The constructed CNN is as follows. After creating the data set, try performing it.

import tensorflow as tf
import keras
from keras import backend as K
from keras.layers import Input, Dropout, Dense, Dropout, Flatten
from keras.layers import Conv2D, MaxPooling2D, UpSampling2D, Activation
from keras.layers.normalization import BatchNormalization
from keras.models import Model
from keras.activations import softmax
from keras.engine.topology import Layer

class MySoftmax(Layer):
    def __init__(self, **kwargs):
        super(MySoftmax, self).__init__(**kwargs)
    def call(self, x):
        return(softmax(x, axis=3))

# parameter
img_size = 200
npol = 3
nclass = 4


# create model
input_shape = (bsize, bsize, npol)
input = Input(shape=input_shape)
act = 'relu'
net = Conv2D(filters=64, kernel_size=(3,3), strides=(1,1), padding="same", kernel_initializer="he_normal")(input)
net = BatchNormalization()(net)
net = Activation(act)(net)
net = Conv2D(filters=64, kernel_size=(3,3), strides=(2,2), padding="same", kernel_initializer="he_normal")(net)
net = BatchNormalization()(net)
net = Activation(act)(net)
net = UpSampling2D((2,2))(net)
net = Conv2D(filters=64, kernel_size=(3,3), strides=(1,1), padding="same", kernel_initializer="he_normal")(net)
net = BatchNormalization()(net)
net = Activation(act)(net)
net = Conv2D(filters=64, kernel_size=(3,3), strides=(1,1), padding="same", kernel_initializer="he_normal")(net)
net = BatchNormalization()(net)
net = Activation(act)(net)
output = Conv2D(filters=nclass, kernel_size=(3,3), strides=(1,1), padding="same", kernel_initializer="he_normal")(net)# class
output = MySoftmax()(output)
model = Model(input, output)

## optimizer
opt= keras.optimizers.Adam(lr=1e-3)
model.compile(loss="sparse_categorical_crossentropy", optimizer=opt)
print(model.summary())

##実際のデータを用いた学習(実行するには、事前にデータの作成が必要です)
model.fit(X_train, Y_train, batch_size=16, epochs=24, validation_data=(X_val, Y_val))

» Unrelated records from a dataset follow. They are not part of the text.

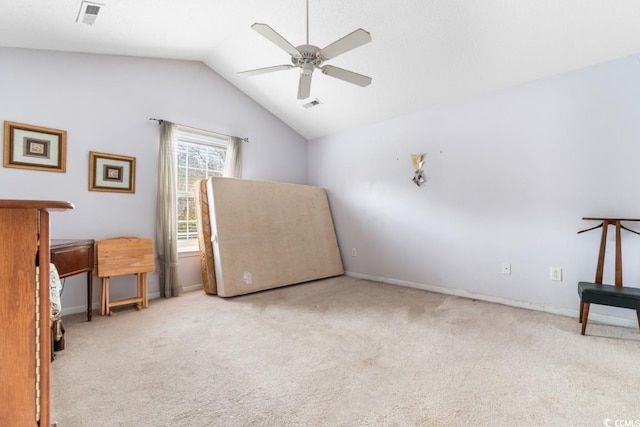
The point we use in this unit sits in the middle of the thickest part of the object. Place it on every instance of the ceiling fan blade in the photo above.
(304, 85)
(346, 75)
(264, 70)
(345, 44)
(275, 38)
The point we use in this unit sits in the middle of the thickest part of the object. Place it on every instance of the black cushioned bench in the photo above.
(615, 296)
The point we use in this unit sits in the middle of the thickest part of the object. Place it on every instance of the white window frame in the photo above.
(184, 136)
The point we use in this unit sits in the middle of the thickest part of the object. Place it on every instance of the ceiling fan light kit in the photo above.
(308, 57)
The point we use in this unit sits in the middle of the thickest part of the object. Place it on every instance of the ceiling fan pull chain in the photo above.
(307, 21)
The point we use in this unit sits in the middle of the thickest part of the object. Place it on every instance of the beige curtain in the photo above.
(233, 160)
(166, 212)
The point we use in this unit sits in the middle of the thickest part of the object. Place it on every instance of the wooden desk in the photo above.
(73, 257)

After conducting machine learning, and evaluating the test images, this is what we got.

Looking at the results, the shore of the Shuwa Lake has higher definition than the teacher label. Furthermore, the city area with high levels of red (HH polarization), and the forest area with high levels of green (HV polarization) appear to have much finer resolution and accuracy than the label. Unfotunately, almost all of the light blue rice paddy fields came out as the same color as the water area. It looks like using the combination of only HH and HV aren’t strong enough to pick up these differences.
According to research on machine learning that uses SAR data, using HV and VV waves, which have differing phase contrast in their corresponding polarizations is effective. In order to use phase information, you need to use L1.1 information introduced in our last article, which you can read here.

Summary

This article explained how to use SAR data to calculate land coverage and make its data visible. You can see how just like optic images, SAR can also have machine learning conducted on it using multifaceted polarization information.
While it was a simple example, this should give you a picture of how SAR data and AI work together. The practical use for SAR images is considered to be in a developmental stage compared to optics. Definitely try using the standard processing product available for use on Tellus.